000170 012700 MOV #233, R0 000174 010146 MOV R1, -(SP) 000176 104412 TRAP 12
Next the value 233 is moved into R0. This points at the string " AT LINE ". R1, containing the TRAP parameter value, is pushed onto the stack, and then TRAP 12 is invoked.
Trap 12 converts the numeric value in R1 into a string, which is placed at R0. In other words, suppose the TRAP parameter value (remember, it has been shifted left by one bit) is 9. Then, the result will be to create the string "9 AT LINE ", stored at memory address 233.
000200 104402 TRAP 2
A TRAP 2 is used to create a newline (i.e. a CR-LF pair).
000202 012700 MOV #226, R0 000206 104466 TRAP 66
Now the error string is displayed. Starting at address 226 we (normally) have "ERROR AT LINE ", but because of the code just executed we have placed the error code into the middle of that string. Therefore, using our example error code of 9, at address 226 we find the string "ERROR 9 AT LINE ". TRAP 66 is used to display the string pointed to by R0.
000210 104404 TRAP 4 000212 104402 TRAP 2
TRAP 4 is used to display the current line number of the executing program.
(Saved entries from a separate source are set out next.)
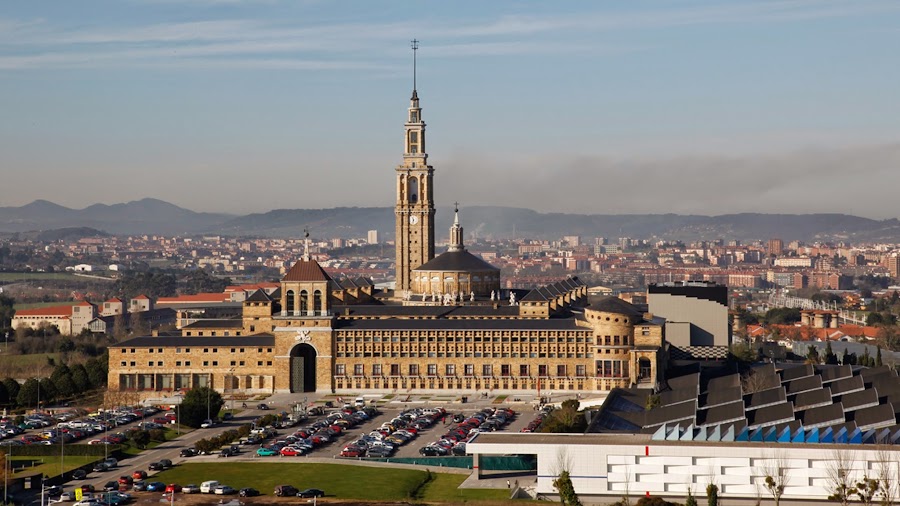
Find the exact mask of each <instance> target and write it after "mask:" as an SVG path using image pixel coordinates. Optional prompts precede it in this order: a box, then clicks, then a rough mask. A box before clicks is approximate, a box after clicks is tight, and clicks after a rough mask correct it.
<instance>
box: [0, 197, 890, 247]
mask: <svg viewBox="0 0 900 506" xmlns="http://www.w3.org/2000/svg"><path fill="white" fill-rule="evenodd" d="M452 217H453V209H452V208H451V207H449V206H448V207H441V208H438V209H437V214H436V216H435V235H436V238H437V239H438V240H442V239H443V238H445V237H446V236H447V230H448V229H449V227H450V224H451V220H452ZM460 219H461V222H462V225H463V227H465V231H466V236H467V241H471V238H472V237H482V238H486V237H493V238H509V237H513V236H515V237H517V238H532V239H558V238H560V237H562V236H563V235H580V236H582V237H606V238H609V239H615V238H618V237H631V238H641V239H648V238H655V239H680V240H684V241H694V240H704V239H720V238H721V239H737V240H753V239H759V240H765V239H768V238H770V237H781V238H783V239H785V240H794V239H797V240H802V241H815V240H820V241H841V240H845V241H857V242H860V241H879V242H900V220H897V219H888V220H874V219H871V218H864V217H859V216H853V215H848V214H842V213H810V214H787V213H779V214H766V213H732V214H722V215H715V216H705V215H696V214H693V215H679V214H674V213H665V214H579V213H561V212H550V213H541V212H538V211H534V210H532V209H527V208H520V207H502V206H469V207H465V208H463V209H461V210H460ZM394 220H395V217H394V210H393V208H390V207H334V208H324V209H284V208H282V209H273V210H271V211H267V212H264V213H250V214H246V215H231V214H225V213H203V212H195V211H191V210H189V209H185V208H182V207H179V206H177V205H175V204H171V203H169V202H166V201H163V200H159V199H153V198H146V199H141V200H136V201H131V202H125V203H118V204H93V205H90V206H87V207H85V208H83V209H70V208H67V207H65V206H60V205H58V204H55V203H53V202H50V201H47V200H35V201H34V202H31V203H29V204H26V205H24V206H20V207H0V232H4V233H15V232H28V231H42V230H55V229H68V228H91V229H96V230H100V231H103V232H106V233H110V234H115V235H135V234H161V235H196V234H221V235H244V236H260V237H276V236H279V237H285V236H295V237H300V236H302V234H303V230H304V229H309V230H310V231H311V232H312V233H313V234H316V232H317V231H319V232H318V234H319V237H343V238H350V237H365V236H366V232H367V231H368V230H378V231H379V233H380V234H381V236H382V240H385V239H389V238H392V237H393V235H394V234H393V231H394V229H395V226H396V225H395V222H394Z"/></svg>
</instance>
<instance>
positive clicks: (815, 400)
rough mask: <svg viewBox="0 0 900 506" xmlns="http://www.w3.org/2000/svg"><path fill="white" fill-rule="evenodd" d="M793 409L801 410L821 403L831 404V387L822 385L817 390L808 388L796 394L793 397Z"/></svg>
mask: <svg viewBox="0 0 900 506" xmlns="http://www.w3.org/2000/svg"><path fill="white" fill-rule="evenodd" d="M793 401H794V409H796V410H797V411H803V410H805V409H808V408H811V407H816V406H819V405H822V404H831V403H832V398H831V389H830V388H828V387H823V388H820V389H818V390H810V391H808V392H803V393H800V394H797V395H795V396H794V397H793Z"/></svg>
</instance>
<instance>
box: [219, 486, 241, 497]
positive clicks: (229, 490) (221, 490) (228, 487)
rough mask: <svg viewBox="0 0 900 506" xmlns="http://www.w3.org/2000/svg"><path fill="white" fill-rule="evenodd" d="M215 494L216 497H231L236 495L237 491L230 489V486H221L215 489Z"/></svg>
mask: <svg viewBox="0 0 900 506" xmlns="http://www.w3.org/2000/svg"><path fill="white" fill-rule="evenodd" d="M213 493H214V494H216V495H231V494H236V493H237V490H235V489H233V488H231V487H229V486H228V485H219V486H218V487H216V488H215V489H213Z"/></svg>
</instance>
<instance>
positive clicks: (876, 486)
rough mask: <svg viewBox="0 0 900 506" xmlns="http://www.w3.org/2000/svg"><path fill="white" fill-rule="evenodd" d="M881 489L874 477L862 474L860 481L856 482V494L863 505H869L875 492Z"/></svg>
mask: <svg viewBox="0 0 900 506" xmlns="http://www.w3.org/2000/svg"><path fill="white" fill-rule="evenodd" d="M880 489H881V484H880V483H878V480H877V479H875V478H869V477H868V476H863V479H862V481H861V482H859V483H857V484H856V496H857V497H859V500H860V501H861V502H862V503H863V504H864V505H865V506H870V505H871V504H872V499H873V498H874V497H875V494H877V493H878V491H879V490H880Z"/></svg>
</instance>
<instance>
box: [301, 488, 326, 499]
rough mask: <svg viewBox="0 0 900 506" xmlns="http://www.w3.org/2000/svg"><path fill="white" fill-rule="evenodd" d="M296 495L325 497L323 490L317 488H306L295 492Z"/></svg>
mask: <svg viewBox="0 0 900 506" xmlns="http://www.w3.org/2000/svg"><path fill="white" fill-rule="evenodd" d="M297 497H325V492H324V491H322V490H319V489H317V488H308V489H306V490H301V491H299V492H297Z"/></svg>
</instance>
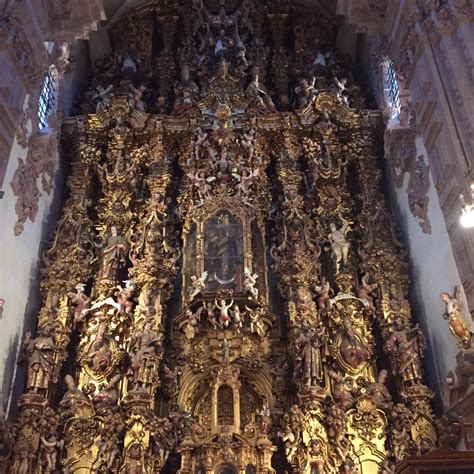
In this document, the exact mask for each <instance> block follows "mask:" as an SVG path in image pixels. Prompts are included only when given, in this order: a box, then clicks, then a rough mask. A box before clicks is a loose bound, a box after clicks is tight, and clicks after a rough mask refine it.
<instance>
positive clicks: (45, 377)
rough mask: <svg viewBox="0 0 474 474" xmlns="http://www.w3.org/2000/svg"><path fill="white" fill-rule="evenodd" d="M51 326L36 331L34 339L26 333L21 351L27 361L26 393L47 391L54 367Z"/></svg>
mask: <svg viewBox="0 0 474 474" xmlns="http://www.w3.org/2000/svg"><path fill="white" fill-rule="evenodd" d="M52 330H53V328H52V327H51V326H45V327H43V328H41V329H38V335H37V336H36V338H35V339H32V338H31V333H30V332H28V333H26V336H25V340H24V342H23V351H24V353H25V355H26V359H27V361H28V382H27V388H28V391H31V392H33V393H37V392H38V391H42V390H44V391H46V390H48V388H49V386H50V382H51V376H52V372H53V366H54V341H53V337H52Z"/></svg>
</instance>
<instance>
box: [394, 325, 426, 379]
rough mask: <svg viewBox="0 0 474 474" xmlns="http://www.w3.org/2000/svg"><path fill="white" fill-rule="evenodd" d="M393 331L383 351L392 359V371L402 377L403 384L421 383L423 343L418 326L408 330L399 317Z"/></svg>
mask: <svg viewBox="0 0 474 474" xmlns="http://www.w3.org/2000/svg"><path fill="white" fill-rule="evenodd" d="M393 326H394V330H393V332H392V335H391V336H390V337H389V339H388V340H387V342H386V343H385V349H386V351H387V352H388V353H389V355H390V356H391V357H392V362H393V364H394V366H395V367H394V370H396V371H397V372H398V373H399V374H400V375H401V377H402V380H403V382H406V383H408V384H410V385H416V384H420V383H422V379H423V374H422V370H421V361H420V350H423V349H424V346H425V341H424V337H423V334H422V333H421V331H420V329H419V328H418V325H416V326H415V327H414V328H412V329H408V328H407V327H406V324H405V323H404V322H403V321H402V319H401V318H400V317H396V318H395V319H394V321H393Z"/></svg>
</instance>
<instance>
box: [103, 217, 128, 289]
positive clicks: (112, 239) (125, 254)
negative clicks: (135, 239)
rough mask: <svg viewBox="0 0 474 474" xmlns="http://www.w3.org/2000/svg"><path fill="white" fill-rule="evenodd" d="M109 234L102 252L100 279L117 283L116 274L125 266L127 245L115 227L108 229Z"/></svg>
mask: <svg viewBox="0 0 474 474" xmlns="http://www.w3.org/2000/svg"><path fill="white" fill-rule="evenodd" d="M110 234H111V235H110V237H109V238H108V239H107V243H106V244H105V246H104V249H103V251H102V268H101V270H100V279H102V280H112V281H118V280H119V275H118V272H119V270H120V269H121V268H123V267H125V265H126V257H127V253H128V248H129V245H128V242H127V239H126V238H125V237H124V236H123V235H120V234H119V233H118V230H117V227H116V226H112V227H111V228H110Z"/></svg>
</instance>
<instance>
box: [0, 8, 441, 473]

This will be displayed straight after the "ERROR 9 AT LINE " string just printed. The TRAP 2 then produces another CR-LF pair.
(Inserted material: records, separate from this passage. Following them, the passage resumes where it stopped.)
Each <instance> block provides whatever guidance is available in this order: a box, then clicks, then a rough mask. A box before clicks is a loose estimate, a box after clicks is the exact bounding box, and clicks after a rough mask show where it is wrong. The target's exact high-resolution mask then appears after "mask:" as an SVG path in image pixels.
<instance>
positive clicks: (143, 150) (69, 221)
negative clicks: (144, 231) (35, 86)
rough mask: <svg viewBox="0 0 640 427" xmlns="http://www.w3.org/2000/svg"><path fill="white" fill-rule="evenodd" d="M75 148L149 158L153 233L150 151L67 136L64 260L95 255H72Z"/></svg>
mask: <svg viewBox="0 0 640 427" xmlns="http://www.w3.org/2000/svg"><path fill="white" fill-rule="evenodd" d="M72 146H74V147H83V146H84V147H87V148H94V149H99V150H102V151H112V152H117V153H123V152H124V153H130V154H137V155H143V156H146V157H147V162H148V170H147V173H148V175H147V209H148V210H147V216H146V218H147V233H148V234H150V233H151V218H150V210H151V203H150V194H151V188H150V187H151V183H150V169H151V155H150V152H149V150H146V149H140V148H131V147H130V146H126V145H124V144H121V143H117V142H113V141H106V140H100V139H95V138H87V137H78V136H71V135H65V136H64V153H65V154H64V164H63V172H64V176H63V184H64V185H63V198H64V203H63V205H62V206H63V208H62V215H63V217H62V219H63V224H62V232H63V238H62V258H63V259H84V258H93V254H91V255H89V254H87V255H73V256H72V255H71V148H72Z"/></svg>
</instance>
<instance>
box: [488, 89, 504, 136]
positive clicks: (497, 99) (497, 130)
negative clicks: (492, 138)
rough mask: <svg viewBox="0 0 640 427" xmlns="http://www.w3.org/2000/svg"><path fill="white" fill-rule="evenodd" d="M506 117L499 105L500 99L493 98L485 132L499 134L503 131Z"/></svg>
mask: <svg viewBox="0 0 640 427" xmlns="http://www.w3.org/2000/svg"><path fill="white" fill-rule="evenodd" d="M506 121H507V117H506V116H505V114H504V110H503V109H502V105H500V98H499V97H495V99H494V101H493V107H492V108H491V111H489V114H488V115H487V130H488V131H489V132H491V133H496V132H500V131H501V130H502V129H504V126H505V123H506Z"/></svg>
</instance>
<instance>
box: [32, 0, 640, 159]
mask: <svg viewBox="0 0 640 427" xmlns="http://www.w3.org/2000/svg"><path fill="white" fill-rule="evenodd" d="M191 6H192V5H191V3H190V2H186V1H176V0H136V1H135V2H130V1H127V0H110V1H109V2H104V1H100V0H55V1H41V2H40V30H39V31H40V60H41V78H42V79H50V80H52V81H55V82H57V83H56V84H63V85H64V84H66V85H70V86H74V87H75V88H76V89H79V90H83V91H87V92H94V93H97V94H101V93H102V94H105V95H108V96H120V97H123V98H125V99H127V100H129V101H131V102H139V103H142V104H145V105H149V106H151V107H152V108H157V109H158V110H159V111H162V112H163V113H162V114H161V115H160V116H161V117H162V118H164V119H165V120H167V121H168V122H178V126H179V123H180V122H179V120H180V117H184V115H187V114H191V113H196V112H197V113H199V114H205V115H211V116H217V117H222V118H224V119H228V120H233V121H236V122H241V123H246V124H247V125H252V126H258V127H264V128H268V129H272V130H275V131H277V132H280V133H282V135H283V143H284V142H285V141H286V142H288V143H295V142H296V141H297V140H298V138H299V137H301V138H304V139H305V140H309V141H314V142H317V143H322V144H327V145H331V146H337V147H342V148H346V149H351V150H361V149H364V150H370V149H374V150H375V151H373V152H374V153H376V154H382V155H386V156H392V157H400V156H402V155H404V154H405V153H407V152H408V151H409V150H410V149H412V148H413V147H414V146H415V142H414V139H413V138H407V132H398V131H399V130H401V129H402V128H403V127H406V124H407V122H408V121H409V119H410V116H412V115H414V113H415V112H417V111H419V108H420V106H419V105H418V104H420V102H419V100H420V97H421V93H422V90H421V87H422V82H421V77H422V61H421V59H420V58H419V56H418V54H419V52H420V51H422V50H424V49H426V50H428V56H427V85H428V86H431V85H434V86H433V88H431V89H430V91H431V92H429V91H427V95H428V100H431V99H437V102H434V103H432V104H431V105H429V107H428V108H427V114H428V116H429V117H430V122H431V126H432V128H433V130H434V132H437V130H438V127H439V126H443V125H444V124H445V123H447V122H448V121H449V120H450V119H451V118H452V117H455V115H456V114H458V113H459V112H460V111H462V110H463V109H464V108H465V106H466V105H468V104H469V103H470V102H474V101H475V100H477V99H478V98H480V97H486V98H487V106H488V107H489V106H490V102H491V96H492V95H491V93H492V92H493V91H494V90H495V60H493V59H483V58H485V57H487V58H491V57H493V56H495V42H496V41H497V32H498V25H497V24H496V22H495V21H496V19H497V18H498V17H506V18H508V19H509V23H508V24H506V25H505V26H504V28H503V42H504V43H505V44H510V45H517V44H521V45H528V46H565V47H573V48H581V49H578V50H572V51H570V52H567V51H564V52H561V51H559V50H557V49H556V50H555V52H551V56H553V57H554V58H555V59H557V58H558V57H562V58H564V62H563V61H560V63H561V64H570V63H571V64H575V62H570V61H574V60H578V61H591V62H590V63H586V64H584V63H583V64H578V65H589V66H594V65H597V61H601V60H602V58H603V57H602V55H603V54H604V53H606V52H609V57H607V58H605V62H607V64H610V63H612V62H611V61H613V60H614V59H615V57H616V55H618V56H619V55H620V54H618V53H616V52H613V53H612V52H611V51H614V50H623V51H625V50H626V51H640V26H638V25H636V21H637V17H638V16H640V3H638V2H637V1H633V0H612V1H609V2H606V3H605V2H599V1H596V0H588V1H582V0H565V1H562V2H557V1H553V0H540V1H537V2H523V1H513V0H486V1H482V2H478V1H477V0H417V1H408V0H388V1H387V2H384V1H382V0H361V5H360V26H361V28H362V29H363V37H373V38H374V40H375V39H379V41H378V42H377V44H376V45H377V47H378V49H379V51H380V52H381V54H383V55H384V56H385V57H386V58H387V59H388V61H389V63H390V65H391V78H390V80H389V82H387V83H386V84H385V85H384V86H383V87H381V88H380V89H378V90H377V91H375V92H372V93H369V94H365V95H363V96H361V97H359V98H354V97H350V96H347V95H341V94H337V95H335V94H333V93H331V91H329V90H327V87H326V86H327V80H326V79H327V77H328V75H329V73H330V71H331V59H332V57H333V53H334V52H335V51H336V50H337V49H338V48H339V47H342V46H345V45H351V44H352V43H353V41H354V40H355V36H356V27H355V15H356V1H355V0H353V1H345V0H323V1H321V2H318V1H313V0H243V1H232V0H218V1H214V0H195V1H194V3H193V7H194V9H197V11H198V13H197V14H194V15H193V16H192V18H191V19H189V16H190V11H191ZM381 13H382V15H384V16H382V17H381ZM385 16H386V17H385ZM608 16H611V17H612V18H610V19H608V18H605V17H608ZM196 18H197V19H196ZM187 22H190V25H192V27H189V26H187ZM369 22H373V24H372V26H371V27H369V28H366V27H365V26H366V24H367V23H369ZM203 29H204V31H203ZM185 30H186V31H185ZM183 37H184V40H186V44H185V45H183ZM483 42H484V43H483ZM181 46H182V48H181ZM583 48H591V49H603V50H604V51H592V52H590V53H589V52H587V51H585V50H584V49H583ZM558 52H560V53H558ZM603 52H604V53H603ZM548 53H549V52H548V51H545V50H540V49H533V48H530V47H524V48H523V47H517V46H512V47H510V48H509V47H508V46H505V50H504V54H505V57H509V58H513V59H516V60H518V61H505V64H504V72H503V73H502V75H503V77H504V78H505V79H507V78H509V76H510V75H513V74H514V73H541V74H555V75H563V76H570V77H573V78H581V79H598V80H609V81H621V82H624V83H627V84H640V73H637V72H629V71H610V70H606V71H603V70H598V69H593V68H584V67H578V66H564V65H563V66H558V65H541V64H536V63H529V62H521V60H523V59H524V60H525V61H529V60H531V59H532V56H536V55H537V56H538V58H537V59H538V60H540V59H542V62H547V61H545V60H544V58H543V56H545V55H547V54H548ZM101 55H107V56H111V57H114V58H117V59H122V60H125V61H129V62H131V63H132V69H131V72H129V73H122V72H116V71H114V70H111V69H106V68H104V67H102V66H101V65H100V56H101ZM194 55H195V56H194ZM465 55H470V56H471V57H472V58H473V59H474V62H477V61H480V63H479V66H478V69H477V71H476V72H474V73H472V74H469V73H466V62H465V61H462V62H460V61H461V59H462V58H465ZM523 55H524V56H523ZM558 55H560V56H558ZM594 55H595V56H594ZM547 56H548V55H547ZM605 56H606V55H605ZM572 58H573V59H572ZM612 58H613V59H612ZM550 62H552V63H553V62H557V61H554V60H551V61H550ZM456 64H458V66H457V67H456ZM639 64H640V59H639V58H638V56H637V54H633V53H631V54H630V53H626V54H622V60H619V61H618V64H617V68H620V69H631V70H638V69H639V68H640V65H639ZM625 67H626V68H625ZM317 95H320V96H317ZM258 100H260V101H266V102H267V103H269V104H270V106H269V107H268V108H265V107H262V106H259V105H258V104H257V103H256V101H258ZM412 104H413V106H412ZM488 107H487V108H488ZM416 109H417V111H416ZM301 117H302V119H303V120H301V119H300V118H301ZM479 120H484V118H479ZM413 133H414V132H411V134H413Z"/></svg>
000214 005726 TST (SP)+ 000216 001001 BNE 222 000220 104516 TRAP 116 000222 012601 MOV (SP)+, R1 000224 000207 RTS PC
Then, we do a last bit of tidying up before returning. Firstly the value at SP is tested and then SP is incremented. If the value popped from the stack is not equal to zero control jumps to 222. If the popped value is zero, TRAP 116 is executed. I'm not certain what this TRAP does yet but I think it's something to do with tracking memory usage.
The value in R1 is popped off the stack and then control returns to the stored PC on the stack (remember this will be address 4122 that was pushed onto the stack earlier).